The editing process is where the film truly came alive in depicting all this, as I realized how complicated the story and motivations were. Our editor/producer David Osit worked with our story consultant Lana Wilson to bring interviews into the film with occupiers, townspeople, and journalists who were present at the standoff — it provided a narrative spine to the film that allowed us to not just explore the complexity of the standoff, but comment on it. It also allowed us to walk a tightrope of letting people speak for themselves and allowing countervailing viewpoints to exist simultaneously in the film, which was so important to me: that the audience not be led to any conclusions about these men but be presented with all the facts and all the information, which is increasingly rare in our news-as-entertainment discourse and certainly was a main crisis of the 2016 election.

Filmmaker: And second, on a broader scale, what do you think the events at Malheur say about the state of our country and society today?

Byars: If you went to Malheur in January 2016, you’d be greeted by a charismatic cowboy who would walk up to you with a smile and a handshake and tell you that things could be better in your life.
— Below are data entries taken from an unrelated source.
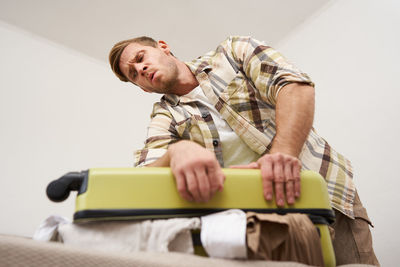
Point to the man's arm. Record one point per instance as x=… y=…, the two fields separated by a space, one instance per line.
x=197 y=172
x=280 y=169
x=294 y=118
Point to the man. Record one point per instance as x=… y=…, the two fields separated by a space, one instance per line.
x=245 y=106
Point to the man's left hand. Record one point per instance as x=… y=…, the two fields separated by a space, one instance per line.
x=280 y=173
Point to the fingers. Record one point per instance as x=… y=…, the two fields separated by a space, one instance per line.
x=281 y=174
x=296 y=176
x=216 y=177
x=252 y=165
x=279 y=179
x=289 y=185
x=182 y=187
x=203 y=185
x=267 y=177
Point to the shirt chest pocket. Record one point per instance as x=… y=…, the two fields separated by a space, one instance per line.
x=192 y=128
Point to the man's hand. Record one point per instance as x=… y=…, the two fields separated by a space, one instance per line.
x=197 y=172
x=280 y=173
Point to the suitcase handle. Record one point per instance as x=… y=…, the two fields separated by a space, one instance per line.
x=58 y=190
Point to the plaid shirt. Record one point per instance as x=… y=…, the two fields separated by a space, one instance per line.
x=242 y=79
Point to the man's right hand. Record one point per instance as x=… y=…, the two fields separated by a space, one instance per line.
x=197 y=172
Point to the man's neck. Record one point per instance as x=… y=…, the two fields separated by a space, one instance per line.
x=186 y=80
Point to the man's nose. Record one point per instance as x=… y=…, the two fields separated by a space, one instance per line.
x=142 y=69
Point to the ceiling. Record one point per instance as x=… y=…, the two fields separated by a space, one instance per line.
x=92 y=27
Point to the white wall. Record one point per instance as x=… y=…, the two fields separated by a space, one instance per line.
x=351 y=50
x=60 y=111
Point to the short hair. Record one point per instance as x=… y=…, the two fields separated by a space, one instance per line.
x=116 y=51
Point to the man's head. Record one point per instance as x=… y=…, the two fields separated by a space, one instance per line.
x=144 y=62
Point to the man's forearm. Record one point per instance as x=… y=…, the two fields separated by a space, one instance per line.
x=294 y=118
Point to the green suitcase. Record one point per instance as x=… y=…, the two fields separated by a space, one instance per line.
x=151 y=193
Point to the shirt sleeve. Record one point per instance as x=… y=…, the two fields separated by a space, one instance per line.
x=160 y=134
x=267 y=68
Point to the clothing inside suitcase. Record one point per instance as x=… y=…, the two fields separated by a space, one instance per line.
x=150 y=193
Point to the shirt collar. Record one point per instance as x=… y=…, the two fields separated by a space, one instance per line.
x=196 y=67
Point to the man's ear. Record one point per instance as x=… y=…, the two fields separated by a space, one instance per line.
x=164 y=46
x=145 y=90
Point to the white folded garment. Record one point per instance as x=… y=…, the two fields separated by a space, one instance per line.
x=223 y=234
x=47 y=230
x=157 y=236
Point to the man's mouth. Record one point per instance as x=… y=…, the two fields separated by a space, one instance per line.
x=151 y=76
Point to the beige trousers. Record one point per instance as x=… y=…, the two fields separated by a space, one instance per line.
x=352 y=239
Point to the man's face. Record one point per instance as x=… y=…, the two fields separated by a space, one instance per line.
x=151 y=68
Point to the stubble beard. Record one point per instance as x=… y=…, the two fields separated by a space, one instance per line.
x=170 y=82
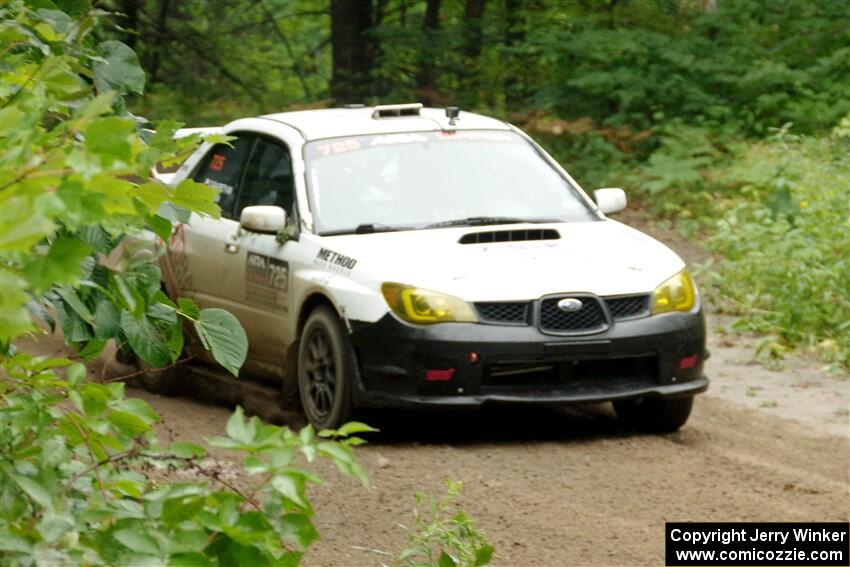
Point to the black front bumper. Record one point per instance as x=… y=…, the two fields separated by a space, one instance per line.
x=660 y=355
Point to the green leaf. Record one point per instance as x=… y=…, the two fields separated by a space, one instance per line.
x=74 y=302
x=97 y=238
x=146 y=340
x=188 y=308
x=22 y=224
x=221 y=334
x=61 y=264
x=484 y=555
x=137 y=540
x=196 y=197
x=119 y=70
x=34 y=490
x=52 y=527
x=73 y=327
x=132 y=299
x=160 y=226
x=237 y=427
x=298 y=529
x=153 y=195
x=90 y=349
x=107 y=320
x=110 y=138
x=95 y=399
x=190 y=560
x=446 y=560
x=75 y=373
x=14 y=316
And enough people around him believed him, so you’d believe him too. And you’d start to change, and maybe you’d forget where your bread is buttered because you finally have some power.

History is full of men like this, leaders who tap into the smallest and weakest part of all of us and tell us that our fears are real and that they have all of the answers. This clearly isn’t on the verge of changing, but I think the film shows us how this isn’t a nation of two opposing sides, good and bad, as much as its a nation of millions of people who are prone to falling for narratives that, at best, have a tenuous connection with reality. I’d like to think No Man’s Land offers some insight into the way we can all be corrupted, so that we can recognize it better when it inevitably starts to happen again.